Mayte Martín, de Las Palmas de Gran Canaria, España
Había llegado antes a sesión preocupada. Casi sin saludar me tiré al diván. Una palabra me perseguía: mariposa. Decía que si se busca en las alas de la mariposa un número y se juega a la lotería, se gana. Silencio.
Decía que la palabra mariposa es cursi, ¿cómo usarla en algún texto? Decía que la mariposa siempre tiene algo de siniestro. Silencio.
Decía Mari y ella ¿qué?
Mari posa en la ventana, me da la mano y volamos las dos.
Susana Szwarc, de Buenos Aires, Argentina
La escalera del analista es un lugar especial. No es que sea "la" escalera del analista. Digamos que es la escalera que conduce al apartamento del analista, o por donde uno se va, se fuga, salta, se sienta, quiere devolverse, baja corriendo, lentamente, retorna, se detiene en el descanso, se queda esperando la hora, se encuentra con otro paciente, con la conserje, con la vecina, con uno mismo.

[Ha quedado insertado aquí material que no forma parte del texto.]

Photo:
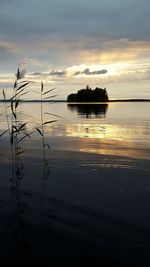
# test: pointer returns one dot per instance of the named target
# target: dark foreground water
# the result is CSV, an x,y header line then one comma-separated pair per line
x,y
87,200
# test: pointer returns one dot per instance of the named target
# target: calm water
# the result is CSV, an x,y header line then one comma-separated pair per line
x,y
61,206
113,129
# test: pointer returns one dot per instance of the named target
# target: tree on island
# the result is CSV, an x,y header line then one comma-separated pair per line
x,y
89,95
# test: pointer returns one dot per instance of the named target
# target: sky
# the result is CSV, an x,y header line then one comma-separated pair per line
x,y
68,44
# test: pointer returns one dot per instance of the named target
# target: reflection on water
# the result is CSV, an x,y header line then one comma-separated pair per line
x,y
123,127
88,110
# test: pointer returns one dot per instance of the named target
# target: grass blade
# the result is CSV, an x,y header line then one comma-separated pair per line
x,y
3,133
39,131
48,122
22,85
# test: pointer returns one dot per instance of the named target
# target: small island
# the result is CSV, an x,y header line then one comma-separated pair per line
x,y
89,95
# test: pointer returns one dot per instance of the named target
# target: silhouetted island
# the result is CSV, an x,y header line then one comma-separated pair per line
x,y
89,95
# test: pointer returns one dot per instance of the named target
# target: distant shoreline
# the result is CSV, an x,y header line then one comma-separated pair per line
x,y
65,101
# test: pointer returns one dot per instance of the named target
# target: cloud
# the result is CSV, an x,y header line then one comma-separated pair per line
x,y
88,72
57,73
8,46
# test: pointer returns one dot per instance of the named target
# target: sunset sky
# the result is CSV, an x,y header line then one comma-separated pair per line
x,y
69,44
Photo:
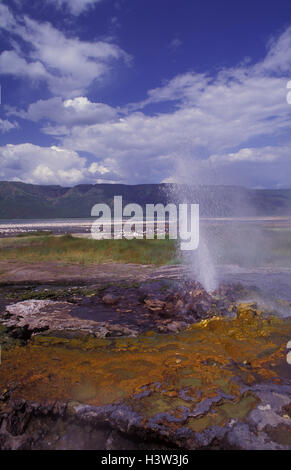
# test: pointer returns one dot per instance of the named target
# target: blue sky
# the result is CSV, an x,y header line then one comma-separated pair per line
x,y
145,91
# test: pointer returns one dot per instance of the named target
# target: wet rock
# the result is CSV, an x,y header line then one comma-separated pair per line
x,y
37,316
175,326
155,305
110,299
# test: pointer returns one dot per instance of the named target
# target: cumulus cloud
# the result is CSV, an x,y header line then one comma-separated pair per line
x,y
6,126
228,128
66,113
219,125
70,71
48,165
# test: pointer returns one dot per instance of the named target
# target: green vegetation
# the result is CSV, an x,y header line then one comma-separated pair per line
x,y
69,249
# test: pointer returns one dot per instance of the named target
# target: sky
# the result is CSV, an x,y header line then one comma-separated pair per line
x,y
146,91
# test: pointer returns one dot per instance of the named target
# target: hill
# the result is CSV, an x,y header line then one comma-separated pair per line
x,y
21,200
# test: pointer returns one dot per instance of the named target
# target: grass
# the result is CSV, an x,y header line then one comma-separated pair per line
x,y
70,249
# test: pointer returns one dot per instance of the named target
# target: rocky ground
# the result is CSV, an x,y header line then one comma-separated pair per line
x,y
138,358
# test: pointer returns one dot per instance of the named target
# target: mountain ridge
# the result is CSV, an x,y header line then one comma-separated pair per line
x,y
23,200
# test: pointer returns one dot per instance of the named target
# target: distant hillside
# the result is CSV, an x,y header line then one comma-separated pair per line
x,y
20,200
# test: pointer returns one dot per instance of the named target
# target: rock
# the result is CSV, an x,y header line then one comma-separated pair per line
x,y
36,316
155,304
176,326
110,299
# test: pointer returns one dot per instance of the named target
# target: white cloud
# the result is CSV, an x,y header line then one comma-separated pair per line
x,y
66,113
254,154
67,64
217,129
219,125
76,7
48,165
6,126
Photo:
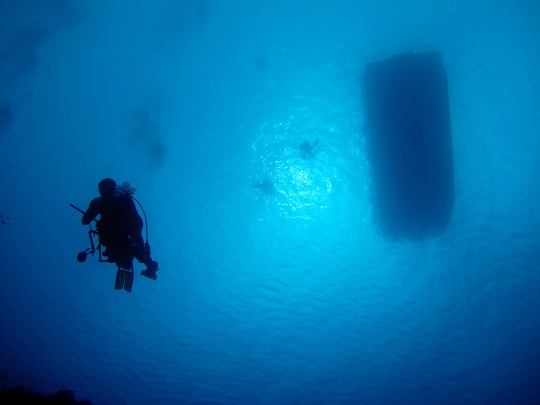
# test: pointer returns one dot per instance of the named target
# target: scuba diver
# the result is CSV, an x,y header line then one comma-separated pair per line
x,y
307,149
119,230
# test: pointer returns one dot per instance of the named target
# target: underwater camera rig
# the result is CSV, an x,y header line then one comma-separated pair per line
x,y
124,261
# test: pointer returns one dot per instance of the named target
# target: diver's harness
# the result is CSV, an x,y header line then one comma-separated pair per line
x,y
82,256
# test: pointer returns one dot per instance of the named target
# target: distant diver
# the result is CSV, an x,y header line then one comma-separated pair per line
x,y
119,230
308,150
266,186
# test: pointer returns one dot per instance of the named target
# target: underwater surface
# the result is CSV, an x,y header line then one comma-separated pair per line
x,y
282,293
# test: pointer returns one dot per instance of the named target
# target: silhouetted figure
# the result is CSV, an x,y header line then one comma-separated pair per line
x,y
266,186
120,227
308,150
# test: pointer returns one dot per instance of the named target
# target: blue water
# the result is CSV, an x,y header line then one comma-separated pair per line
x,y
291,298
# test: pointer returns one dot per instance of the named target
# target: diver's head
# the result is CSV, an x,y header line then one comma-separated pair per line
x,y
107,187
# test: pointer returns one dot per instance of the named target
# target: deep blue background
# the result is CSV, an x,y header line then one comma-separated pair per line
x,y
285,299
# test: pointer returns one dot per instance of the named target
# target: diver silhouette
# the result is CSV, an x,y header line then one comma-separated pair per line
x,y
119,230
307,149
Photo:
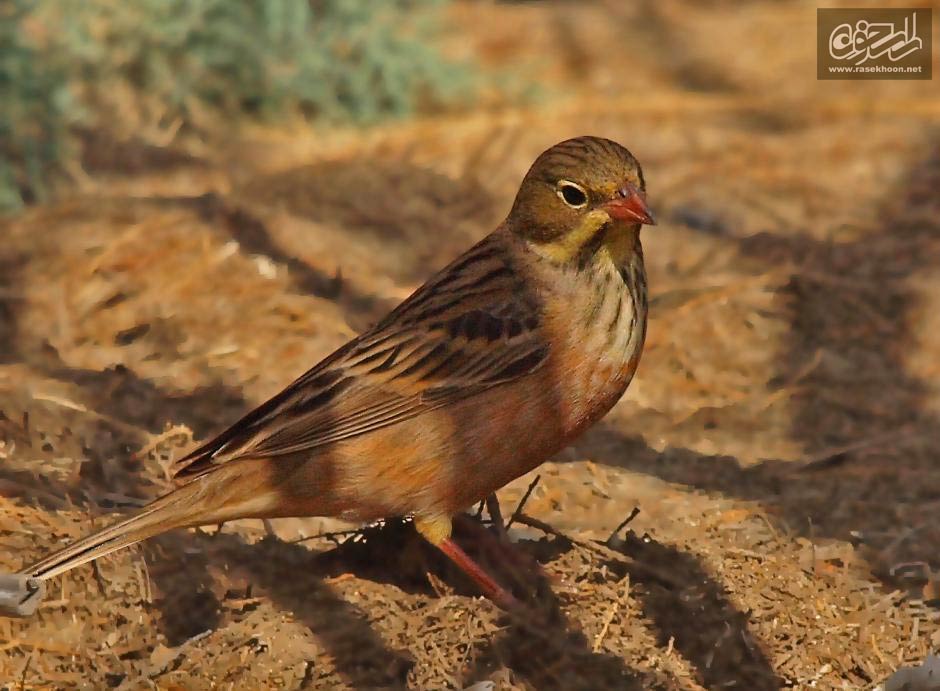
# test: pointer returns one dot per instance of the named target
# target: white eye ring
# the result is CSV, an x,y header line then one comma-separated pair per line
x,y
572,194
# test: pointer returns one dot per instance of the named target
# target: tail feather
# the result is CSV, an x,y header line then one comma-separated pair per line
x,y
233,490
165,513
198,502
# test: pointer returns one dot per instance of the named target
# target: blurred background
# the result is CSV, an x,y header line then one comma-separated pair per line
x,y
201,199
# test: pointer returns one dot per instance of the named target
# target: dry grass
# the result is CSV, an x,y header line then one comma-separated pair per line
x,y
780,440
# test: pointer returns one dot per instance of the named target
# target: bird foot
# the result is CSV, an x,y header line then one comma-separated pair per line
x,y
20,595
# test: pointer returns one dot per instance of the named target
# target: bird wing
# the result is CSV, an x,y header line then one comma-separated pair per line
x,y
475,325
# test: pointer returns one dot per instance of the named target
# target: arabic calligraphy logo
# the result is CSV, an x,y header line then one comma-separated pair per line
x,y
869,40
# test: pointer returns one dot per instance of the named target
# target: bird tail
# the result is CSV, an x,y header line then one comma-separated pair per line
x,y
198,502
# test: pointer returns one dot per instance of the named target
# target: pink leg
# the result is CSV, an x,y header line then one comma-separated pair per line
x,y
493,590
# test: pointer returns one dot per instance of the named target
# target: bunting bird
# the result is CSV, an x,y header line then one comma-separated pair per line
x,y
500,360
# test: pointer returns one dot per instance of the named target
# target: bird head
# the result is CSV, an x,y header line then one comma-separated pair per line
x,y
576,190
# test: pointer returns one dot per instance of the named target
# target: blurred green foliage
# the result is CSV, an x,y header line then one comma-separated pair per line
x,y
139,66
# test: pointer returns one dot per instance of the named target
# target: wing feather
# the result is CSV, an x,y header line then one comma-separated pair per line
x,y
470,328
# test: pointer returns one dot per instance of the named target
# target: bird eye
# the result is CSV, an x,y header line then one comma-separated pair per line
x,y
572,194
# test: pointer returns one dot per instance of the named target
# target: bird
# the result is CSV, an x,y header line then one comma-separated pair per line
x,y
496,363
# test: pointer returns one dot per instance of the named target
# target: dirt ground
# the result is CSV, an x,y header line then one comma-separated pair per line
x,y
780,441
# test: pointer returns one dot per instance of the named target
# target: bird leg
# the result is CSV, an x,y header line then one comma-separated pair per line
x,y
437,531
496,516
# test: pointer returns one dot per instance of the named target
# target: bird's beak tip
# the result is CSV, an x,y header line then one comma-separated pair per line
x,y
631,207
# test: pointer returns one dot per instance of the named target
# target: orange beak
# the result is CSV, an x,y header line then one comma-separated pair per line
x,y
629,205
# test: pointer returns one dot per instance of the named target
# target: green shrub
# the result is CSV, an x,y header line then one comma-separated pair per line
x,y
138,66
34,105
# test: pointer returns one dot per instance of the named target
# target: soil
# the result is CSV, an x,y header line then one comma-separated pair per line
x,y
780,441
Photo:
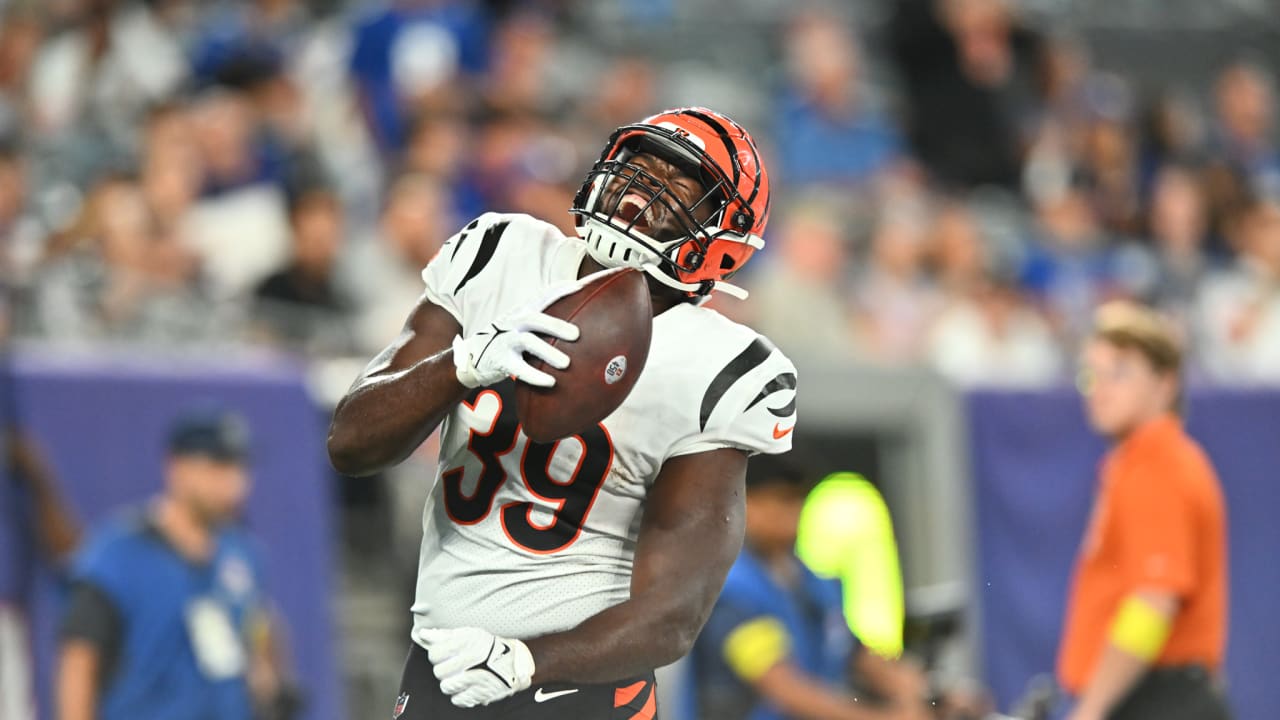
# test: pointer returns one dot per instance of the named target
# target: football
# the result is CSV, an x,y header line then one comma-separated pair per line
x,y
615,318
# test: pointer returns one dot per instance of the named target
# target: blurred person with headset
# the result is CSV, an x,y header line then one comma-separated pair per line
x,y
1146,623
777,645
167,616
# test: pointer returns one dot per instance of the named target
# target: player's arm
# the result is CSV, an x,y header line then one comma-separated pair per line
x,y
400,397
90,639
689,537
1138,633
77,680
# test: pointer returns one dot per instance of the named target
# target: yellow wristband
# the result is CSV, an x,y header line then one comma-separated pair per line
x,y
1139,629
757,646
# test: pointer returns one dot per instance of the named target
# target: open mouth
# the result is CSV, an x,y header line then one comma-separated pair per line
x,y
632,212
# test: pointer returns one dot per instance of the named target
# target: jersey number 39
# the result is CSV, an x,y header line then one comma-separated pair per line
x,y
572,496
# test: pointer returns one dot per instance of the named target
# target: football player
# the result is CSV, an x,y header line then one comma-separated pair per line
x,y
556,577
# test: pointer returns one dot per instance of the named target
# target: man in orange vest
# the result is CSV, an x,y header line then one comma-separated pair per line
x,y
1146,623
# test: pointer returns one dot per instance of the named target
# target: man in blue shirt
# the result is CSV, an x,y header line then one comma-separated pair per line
x,y
167,615
777,646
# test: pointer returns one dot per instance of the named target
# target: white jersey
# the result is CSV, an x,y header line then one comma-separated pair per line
x,y
526,538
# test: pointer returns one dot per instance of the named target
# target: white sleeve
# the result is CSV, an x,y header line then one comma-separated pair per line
x,y
750,405
461,259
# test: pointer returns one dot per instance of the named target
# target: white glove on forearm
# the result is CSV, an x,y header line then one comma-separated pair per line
x,y
475,666
498,351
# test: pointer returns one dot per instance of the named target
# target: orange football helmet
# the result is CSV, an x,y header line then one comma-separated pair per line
x,y
700,255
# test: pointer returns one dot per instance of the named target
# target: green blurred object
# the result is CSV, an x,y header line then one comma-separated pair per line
x,y
846,533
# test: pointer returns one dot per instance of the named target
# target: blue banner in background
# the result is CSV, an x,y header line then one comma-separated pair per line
x,y
103,428
1034,465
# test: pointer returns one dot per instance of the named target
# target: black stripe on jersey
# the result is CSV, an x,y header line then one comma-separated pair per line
x,y
748,360
786,381
462,237
488,245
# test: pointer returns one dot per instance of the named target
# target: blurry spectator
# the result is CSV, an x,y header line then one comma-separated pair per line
x,y
777,645
1179,226
408,51
521,165
1173,132
384,272
238,226
1110,160
969,69
1239,309
119,278
986,333
1072,264
232,151
168,618
32,515
1243,136
438,146
827,128
895,299
519,78
256,28
626,90
301,305
172,168
21,35
22,231
991,337
104,72
805,269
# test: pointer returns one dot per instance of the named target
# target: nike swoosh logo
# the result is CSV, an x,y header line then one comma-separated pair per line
x,y
540,696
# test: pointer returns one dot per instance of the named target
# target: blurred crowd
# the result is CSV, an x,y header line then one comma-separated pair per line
x,y
208,174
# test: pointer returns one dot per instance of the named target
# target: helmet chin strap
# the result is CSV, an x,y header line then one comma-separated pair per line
x,y
611,247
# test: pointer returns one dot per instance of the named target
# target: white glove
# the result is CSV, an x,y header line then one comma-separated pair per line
x,y
498,352
475,666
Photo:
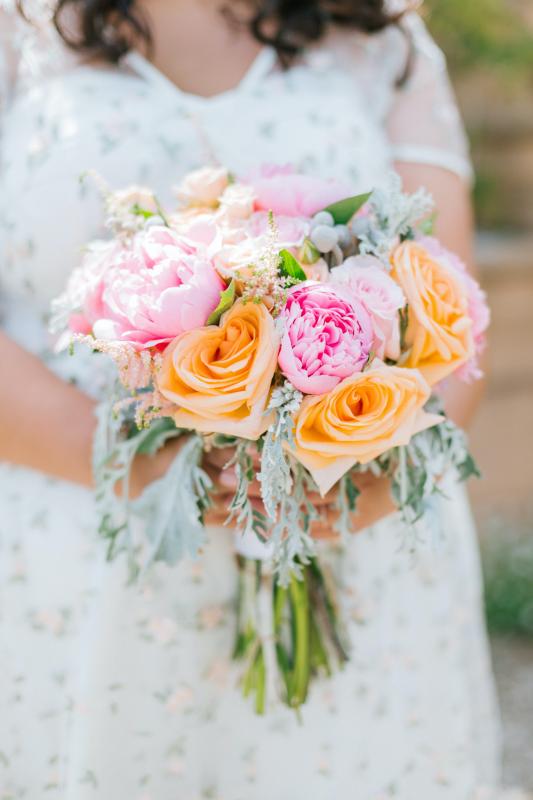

La escalera es más importante que la sala de espera, es un termómetro del síntoma.
Johnny Gavlovski, de Caracas, Venezuela
El hombre se pudrió de que cada dos por tres le dijeran que tenía múltiples personalidades y encaró la puerta del consultorio de su flamante analista, “un tipazo”.
Ya de movida le contó que solía caer en estados de desorientación, aunque él no usaba la palabra caer, más bien solía decirse que entraba en ellos “como por un tubo”.
Transcurridos algunos años de vida bien vivida, tenía muy presente la ocasión que había desencadenado una serie de sucesos “raros como ellos solos”.
Durante la segunda consulta ocurrió “una escena de película”.
Recién se había recostado en el diván cuando reparó en que la ventana estaba abierta. Sin embargo, él recordaba haberla cerrado, porque era una de sus manías y esa tarde noche no había sido la excepción y hasta se le escuchó decir, con un movimiento de la parte aludida, “me juego la cabeza”.
Ahí nomás rumbeó para el lado de la ventana y casi sin querer se asomó al exterior, y al asomarse vio a la multitud que estalló en vítores al verlo aparecer en el balcón, desde donde alcanzó a ver a unos cuantos tipos que se hallaban “con las patas en la fuente”.
Desde esa visita el General no hace más que sonreír y atender asuntos de Estado, que muchas veces lo desorientan por su complejidad y entonces lo obligan a consultar a un gran número de asesores y ministros, entre los que se cuenta su psicoanalista. Y además en otra dependencia del edificio está su esposa, que trabaja como loca y también tiene su carácter, “no vayan a creer”.